Facebook used to promise that phone numbers collected for 2FA purposes wouldn't be used for advertising purposes, and then broke that promise.
That is just one example which was made public and was done intentionally. There's potentially plenty more cases where it's either done but concealed (because of how many factors go into ad targeting it's often impossible to categorically prove/disprove which data was used to target an ad) or done by accident from earlier code that just assumed all data is fine to use for ads (or that the new product which shouldn't share its data for advertising purposes was accidentally storing data in the same place as other products who do share data for advertising purposes).
Why should we trust companies that have a business incentive to break their promises? If Google's biggest revenue stream is ads and that requires personal data then I wouldn't trust any of their promises not to use some personal data unless I can 100% audit all the code myself and prove that it's indeed that code that is running in production.

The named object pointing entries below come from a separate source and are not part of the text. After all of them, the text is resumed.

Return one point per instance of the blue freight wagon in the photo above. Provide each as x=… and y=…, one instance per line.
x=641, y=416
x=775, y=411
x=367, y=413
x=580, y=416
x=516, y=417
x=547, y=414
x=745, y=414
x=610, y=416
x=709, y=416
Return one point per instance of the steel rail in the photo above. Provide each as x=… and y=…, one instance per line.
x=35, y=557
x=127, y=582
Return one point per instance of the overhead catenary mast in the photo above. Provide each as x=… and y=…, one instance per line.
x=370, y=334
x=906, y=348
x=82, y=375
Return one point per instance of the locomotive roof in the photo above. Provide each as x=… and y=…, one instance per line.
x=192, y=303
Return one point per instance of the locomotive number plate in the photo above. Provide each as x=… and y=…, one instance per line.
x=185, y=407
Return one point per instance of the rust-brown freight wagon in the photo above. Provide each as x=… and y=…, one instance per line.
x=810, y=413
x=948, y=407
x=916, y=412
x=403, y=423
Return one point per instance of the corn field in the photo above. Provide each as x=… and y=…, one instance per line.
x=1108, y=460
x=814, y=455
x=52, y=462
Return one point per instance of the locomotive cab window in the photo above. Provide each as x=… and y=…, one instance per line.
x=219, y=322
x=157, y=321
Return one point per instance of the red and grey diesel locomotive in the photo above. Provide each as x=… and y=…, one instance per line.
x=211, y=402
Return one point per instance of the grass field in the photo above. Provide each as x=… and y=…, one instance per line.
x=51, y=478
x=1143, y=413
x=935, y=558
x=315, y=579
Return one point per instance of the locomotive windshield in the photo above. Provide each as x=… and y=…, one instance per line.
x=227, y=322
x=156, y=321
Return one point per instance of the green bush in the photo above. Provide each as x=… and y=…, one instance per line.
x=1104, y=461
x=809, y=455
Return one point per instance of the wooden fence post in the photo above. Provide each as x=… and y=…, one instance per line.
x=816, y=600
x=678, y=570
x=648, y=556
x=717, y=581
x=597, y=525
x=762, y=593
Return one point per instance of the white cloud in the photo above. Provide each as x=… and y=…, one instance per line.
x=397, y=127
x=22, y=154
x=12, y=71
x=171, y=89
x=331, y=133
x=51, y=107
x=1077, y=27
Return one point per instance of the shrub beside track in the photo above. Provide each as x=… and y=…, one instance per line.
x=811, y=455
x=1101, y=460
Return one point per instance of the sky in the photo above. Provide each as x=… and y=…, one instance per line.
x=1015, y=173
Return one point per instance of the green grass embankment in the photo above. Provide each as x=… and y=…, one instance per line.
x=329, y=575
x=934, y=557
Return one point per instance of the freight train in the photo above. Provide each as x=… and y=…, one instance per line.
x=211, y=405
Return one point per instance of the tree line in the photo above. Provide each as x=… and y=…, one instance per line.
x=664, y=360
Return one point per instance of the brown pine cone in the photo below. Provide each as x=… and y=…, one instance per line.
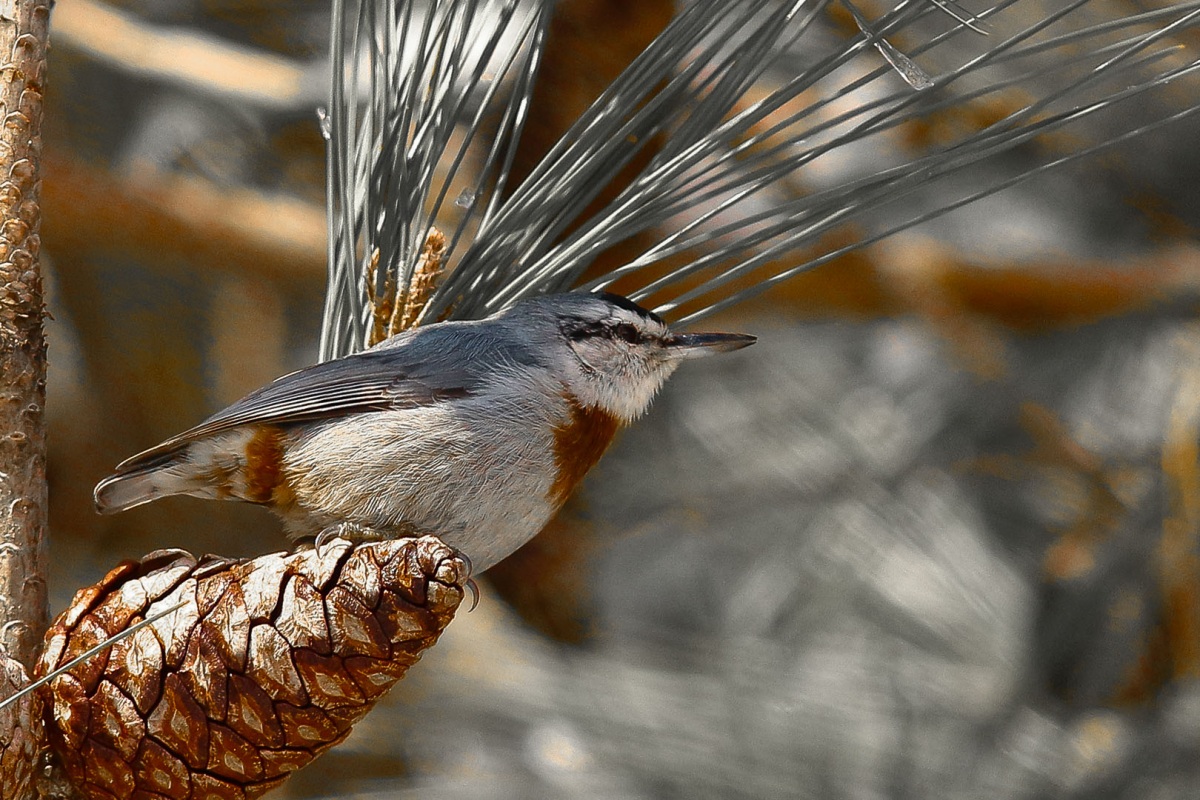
x=268, y=663
x=22, y=734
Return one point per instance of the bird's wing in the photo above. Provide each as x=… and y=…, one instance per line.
x=366, y=382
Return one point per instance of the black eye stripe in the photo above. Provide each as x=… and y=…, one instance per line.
x=579, y=330
x=629, y=305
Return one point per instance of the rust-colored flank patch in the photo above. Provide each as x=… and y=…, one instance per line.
x=577, y=447
x=264, y=463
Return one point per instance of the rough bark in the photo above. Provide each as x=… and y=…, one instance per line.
x=23, y=612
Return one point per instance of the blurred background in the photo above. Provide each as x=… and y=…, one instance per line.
x=934, y=536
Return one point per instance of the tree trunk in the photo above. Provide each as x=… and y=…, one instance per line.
x=23, y=611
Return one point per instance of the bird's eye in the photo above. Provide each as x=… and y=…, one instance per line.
x=628, y=332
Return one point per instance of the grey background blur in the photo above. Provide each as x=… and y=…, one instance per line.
x=935, y=536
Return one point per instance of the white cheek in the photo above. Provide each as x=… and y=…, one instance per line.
x=631, y=397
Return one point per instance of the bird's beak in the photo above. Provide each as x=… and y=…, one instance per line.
x=695, y=346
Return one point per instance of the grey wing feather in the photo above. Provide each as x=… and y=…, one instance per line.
x=366, y=382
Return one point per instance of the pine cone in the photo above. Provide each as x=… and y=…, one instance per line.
x=22, y=734
x=268, y=663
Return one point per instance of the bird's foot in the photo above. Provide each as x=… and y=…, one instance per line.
x=351, y=531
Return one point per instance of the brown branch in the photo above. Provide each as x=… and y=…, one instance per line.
x=181, y=220
x=204, y=64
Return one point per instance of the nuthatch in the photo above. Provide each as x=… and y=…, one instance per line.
x=473, y=431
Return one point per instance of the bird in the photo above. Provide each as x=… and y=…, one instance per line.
x=473, y=431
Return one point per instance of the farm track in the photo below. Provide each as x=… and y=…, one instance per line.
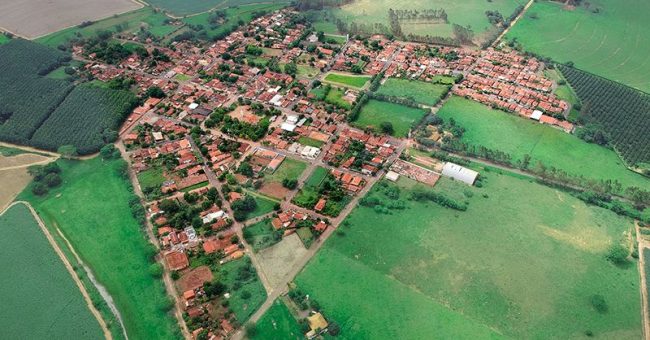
x=68, y=266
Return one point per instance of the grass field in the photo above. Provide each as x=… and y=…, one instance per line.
x=39, y=298
x=527, y=271
x=611, y=43
x=516, y=136
x=420, y=92
x=277, y=323
x=468, y=12
x=347, y=80
x=129, y=22
x=91, y=209
x=402, y=117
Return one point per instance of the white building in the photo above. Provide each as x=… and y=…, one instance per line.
x=459, y=173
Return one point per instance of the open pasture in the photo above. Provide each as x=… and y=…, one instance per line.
x=401, y=117
x=530, y=270
x=39, y=298
x=518, y=136
x=34, y=18
x=608, y=38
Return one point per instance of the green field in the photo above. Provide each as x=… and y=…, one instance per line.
x=91, y=209
x=516, y=136
x=347, y=80
x=39, y=298
x=421, y=92
x=129, y=22
x=277, y=323
x=522, y=262
x=402, y=117
x=611, y=43
x=464, y=13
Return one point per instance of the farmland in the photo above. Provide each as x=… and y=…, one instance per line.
x=421, y=92
x=347, y=80
x=608, y=38
x=463, y=13
x=529, y=271
x=516, y=136
x=91, y=209
x=401, y=117
x=623, y=113
x=40, y=299
x=20, y=17
x=154, y=22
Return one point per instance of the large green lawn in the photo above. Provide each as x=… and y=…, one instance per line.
x=421, y=92
x=523, y=261
x=91, y=209
x=612, y=43
x=402, y=117
x=517, y=136
x=39, y=298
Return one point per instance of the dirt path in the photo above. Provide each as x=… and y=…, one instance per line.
x=643, y=245
x=68, y=266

Because we have, as an industry, collectively surrendered our morality to "the market", which is supposed to fix all these problems by its almighty powers.
Because the prevailing voices our country have spent the past half-century telling us that government is Bad, and business (and greed) is Good, and enough of us have bought into the idea that we've systematically dismantled enough of the systems that keep corporate greed from running amok and ruining people's lives that they now effectively run large chunks of government (eg, see ALEC).
Because too much of our society—especially in the tech sector, and more especially in the parts of it that are overrepresented on HackerNews—has come to worship wealth and the wealthy, and to believe that they should be allowed huge amounts of latitude to do what they want with their wealth.
Having worked on those products (and in some cases, written the terms), I'd say so.